Any given prime $P \in \mathbb P$ is either of the form $$ P \equiv -1 \mod 6$$ or $$ P \equiv 1 \mod 6.$$ In other words, every prime greater than 3 can be expressed in the form $$P = 5+6n \vee 7 + 6n $$ Proof is easy. Any prime must be
$$\begin{cases} P \equiv 1 \mod 2 \\ P \equiv 1 \vee -1 \mod 3 \end{cases}$$
if the latter is $1$, we get $2 \ | \ (P-1) \wedge 3 \ | \ (P-1),$ so $6 \ | \ (P-1)$ and if it is $-1$, we get $2 \ | \ (P+1) \wedge 3 \ | \ (P+1),$ so $6 \ | \ (P+1)$.
Now, we also know that there are infinitely many primes of both forms, as proven somewhere on this site.
This means that there is infinite number of such numbers $n \in \mathbb N$ that $$5+6 n \in P$$ and infite number of such $k \in \mathbb N$ that $$7+6 k \in P.$$ This also means that we have $\forall P>3 \in \mathbb P,$ some kind of infinite set $S_P$ such that $$P + 6 s \in \mathbb P, \forall s\in S_P $$ because, say, we assume $P = 5+ 6 m$ then $$(5 + 6m) + 6s = 5+(m+s)6$$ and here we use the first argument, just shifted forwards by $m$.
Now, denote the set of such $k$ for some $P$ that $P + 6k \in \mathbb P$ by $K_P$.
If we keep all $P \equiv 5 \mod 6$, I would suggest that the intersection $K_{P_1}\cap K_{P_2}$ of two such sets is also infinitely large.
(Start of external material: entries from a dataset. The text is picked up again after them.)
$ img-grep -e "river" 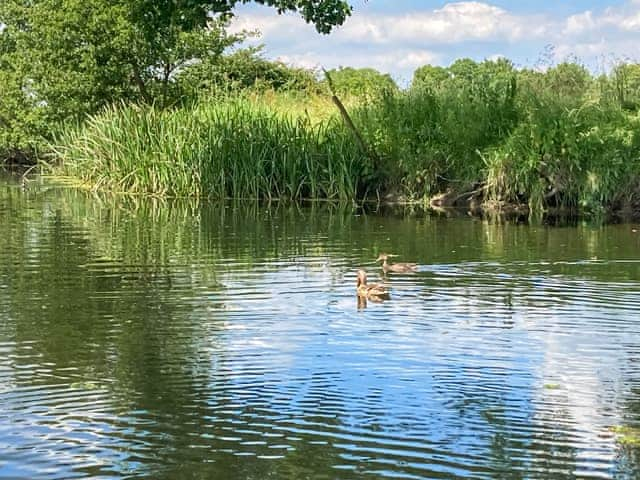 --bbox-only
[0,175,640,479]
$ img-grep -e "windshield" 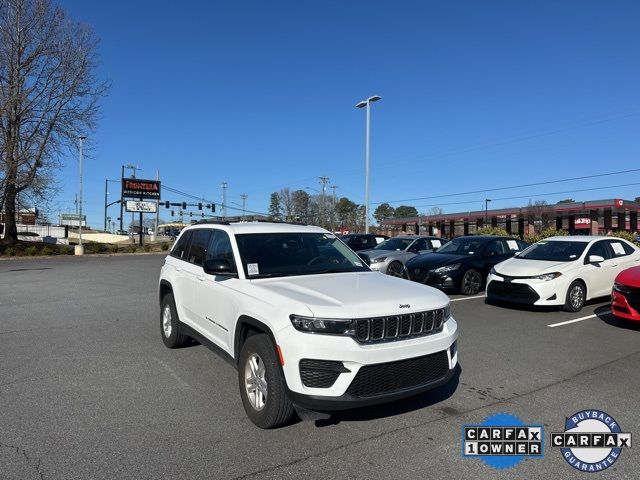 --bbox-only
[518,240,588,262]
[373,237,415,250]
[435,237,488,255]
[236,233,369,278]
Is it?
So if we $P_1 = 5 + 6s$ and $P_2 = 5 + 6 t$, we get two sets $\{s+1,s+2,s+3\cdots\}$ and $\{m+1,m+2,m+3\cdots\}.$ Is it possible that the running terms never coincide with respect to primality of the numbers in question? Could this be proven impossible with, for example, using pigeonhole principle? Or something to do with filters? I am sure that if the definitions were modified a bit, one could acquire filter bases.